Оноре де Бальзак
Златоокая девушка
(История тринадцати — 3)
Посвящается Эжену Делакруа, художнику
* * *
Парижское население, — страшный с виду народ, бледный, жёлтый, изнурённый, — несомненно, представляет собой одно из самых тягостных зрелищ на свете. Не подобен ли Париж огромному полю, где непрестанно бушует буря корысти, клонящая долу людскую жатву, которая здесь особенно часто падает под косою смерти, но вновь вырастает, столь же обильная; искажённые, перекошенные лица людей всеми порами источают мысль, желания, яды, отягощающие мозг; нет, то не лица, то — личины, личины слабости, личины силы, личины нищеты, личины радости, личины ханжества; все истощённые, все отмеченные несмываемой печатью распалённой алчности! Чего хотят они? Золота или наслаждения? 'Кое-какие наблюдения над душой Парижа помогут понять нам, что придало мертвенный вид его лику, у которого только два возраста: либо юность, либо дряхлая старость — бесцветная, тусклая юность и нарумяненная, молодящаяся старость. Столкнувшись с этими живыми мертвецами, чужеземцы, мало склонные размышлять, сразу проникаются отвращением к этой столице, этой обширной мастерской наслаждений, но скоро сами не находят в себе силы оттуда вырваться и охотно остаются там, добровольно себя уродуя. Не много надо слов, чтобы физиологически объяснить чуть ли не адские отсветы на лицах парижан, ибо адом прозван Париж не только ради шутки. Это ад в буквальном смысле слова. Там все дымится, все горит, все блестит, все кипит, все пылает, испаряется, гаснет, вновь загорается, искрится, сверкает и испепеляется. Никогда ни одна страна не знала более пламенной и более жгучей жизни. Всегда пребывая в состоянии плавления, социальная природа Парижа, подобно живой природе, как бы говорит после каждой завершённой работы: «А теперь за другую!» Как живая, так и социальная природа занята разными букашками-подёнками, цветами-однодневками, пустячками; а вместе с тем она так же извергает жар и пламя из своего неистощимого кратера.

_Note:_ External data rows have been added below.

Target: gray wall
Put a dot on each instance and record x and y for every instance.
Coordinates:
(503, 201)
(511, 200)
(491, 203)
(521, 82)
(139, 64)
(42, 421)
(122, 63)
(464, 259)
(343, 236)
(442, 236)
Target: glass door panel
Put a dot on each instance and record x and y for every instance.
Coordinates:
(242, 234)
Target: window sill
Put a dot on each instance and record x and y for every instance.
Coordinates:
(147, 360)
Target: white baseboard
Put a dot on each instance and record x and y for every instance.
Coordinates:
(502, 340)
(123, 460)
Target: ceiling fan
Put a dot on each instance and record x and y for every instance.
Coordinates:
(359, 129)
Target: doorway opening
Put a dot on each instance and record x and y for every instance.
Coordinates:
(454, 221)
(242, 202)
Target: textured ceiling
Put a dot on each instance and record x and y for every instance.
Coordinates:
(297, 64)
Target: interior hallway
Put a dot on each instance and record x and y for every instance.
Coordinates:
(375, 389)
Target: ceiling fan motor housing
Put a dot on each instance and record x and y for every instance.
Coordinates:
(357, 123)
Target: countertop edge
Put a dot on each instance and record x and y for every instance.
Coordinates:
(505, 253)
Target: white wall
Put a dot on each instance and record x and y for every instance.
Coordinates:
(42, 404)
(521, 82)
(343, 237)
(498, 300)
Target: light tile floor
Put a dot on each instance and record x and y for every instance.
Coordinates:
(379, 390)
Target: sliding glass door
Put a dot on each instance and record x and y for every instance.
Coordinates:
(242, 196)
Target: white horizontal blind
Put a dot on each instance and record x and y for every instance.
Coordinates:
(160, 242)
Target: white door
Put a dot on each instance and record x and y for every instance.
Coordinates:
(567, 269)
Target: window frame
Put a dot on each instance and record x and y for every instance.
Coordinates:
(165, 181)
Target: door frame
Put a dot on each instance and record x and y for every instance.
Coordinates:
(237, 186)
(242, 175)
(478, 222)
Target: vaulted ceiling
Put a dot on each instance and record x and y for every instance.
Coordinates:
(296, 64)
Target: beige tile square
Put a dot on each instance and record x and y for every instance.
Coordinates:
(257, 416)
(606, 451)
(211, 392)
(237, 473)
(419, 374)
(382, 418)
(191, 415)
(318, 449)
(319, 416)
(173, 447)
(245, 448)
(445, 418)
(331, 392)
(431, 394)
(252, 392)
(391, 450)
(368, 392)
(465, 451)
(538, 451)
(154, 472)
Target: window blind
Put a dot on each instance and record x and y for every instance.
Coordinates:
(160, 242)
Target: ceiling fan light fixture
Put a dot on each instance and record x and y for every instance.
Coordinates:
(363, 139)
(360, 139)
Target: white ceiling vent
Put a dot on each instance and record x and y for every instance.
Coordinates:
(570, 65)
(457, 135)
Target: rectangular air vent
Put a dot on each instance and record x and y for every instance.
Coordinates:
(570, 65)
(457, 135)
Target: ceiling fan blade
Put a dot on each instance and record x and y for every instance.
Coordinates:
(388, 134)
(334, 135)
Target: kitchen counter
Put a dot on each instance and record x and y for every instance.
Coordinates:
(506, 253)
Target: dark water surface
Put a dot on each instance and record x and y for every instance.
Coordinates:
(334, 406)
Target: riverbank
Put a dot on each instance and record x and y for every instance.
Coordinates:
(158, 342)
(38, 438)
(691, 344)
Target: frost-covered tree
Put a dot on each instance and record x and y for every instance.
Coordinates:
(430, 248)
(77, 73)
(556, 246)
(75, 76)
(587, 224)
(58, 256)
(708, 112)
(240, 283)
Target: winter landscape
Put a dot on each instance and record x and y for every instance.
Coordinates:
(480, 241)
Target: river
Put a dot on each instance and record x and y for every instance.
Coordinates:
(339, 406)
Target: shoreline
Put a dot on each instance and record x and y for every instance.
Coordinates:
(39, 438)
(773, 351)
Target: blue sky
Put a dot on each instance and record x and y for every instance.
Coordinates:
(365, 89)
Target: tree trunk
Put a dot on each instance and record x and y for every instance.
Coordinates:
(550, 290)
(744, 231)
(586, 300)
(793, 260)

Быть может, прежде чем вскрыть причины, объясняющие своеобразие каждого племени этого умного и подвижного народа, необходимо отметить ту общую причину, по которой так или иначе у всех сынов его блекнут живые краски, сменяясь бледностью, синевой, землистой желтизной.
Увлекаясь положительно всем, парижанин в конце концов теряет способность чем-либо увлекаться. Ни одно яркое чувство не осветит его истасканное лицо, и оно становится серым, как пропылённая и продымлённая штукатурка домов. И правда, равнодушный ещё накануне к тому, что его завтра взволнует, парижанин живёт как дитя, сколько бы ни было ему лет. Он на все ворчит, всем утешается, надо всем издевается, все забывает, всего желает, все пробует, увлекается всем со страстью, беззаботно всем пренебрегает, будь то король, завоевания, слава, кумиры бронзовые или глиняные, и проделывает это с такой же лёгкостью, как выбрасывает чулки, шляпы, состояние. В Париже ни одно чувство не противостоит течению вещей, здесь все уносится вместе с бурным потоком жизни, и страсти слабеют, любовь становится вожделением, ненависть — поползновением, самой близкой роднёй — тысячефранко-вый билет, другом — ломбард. Это общее безразличие приносит свои плоды; никто не бывает лишним ни в гостиной, ни на улице, никто не бывает ни безусловно полезным, ни безусловно вредным — как глупец и плут, так и люди, известные своим умом или честностью Со всем примиряются — с правительством и с гильотиной, с религией и с холерой В этом мире вы всегда свой человек, но там превосходно обойдутся и без вас. Кто же властвует в стране, где нет ни морали, ни веры, ни чувств, но где зарождается, куда устремляется всякое чувство, всякая вера, всякая мораль? Злато и наслаждение. Воспользуйтесь как светильниками этими двумя словами и обозрите огромную оштукатуренную темницу, человеческий улей с грязными канавами, проследите там извивы мысли, которые беспокоят, будоражат, терзают этот мир. Смотрите. Изучите сначала мир неимущих!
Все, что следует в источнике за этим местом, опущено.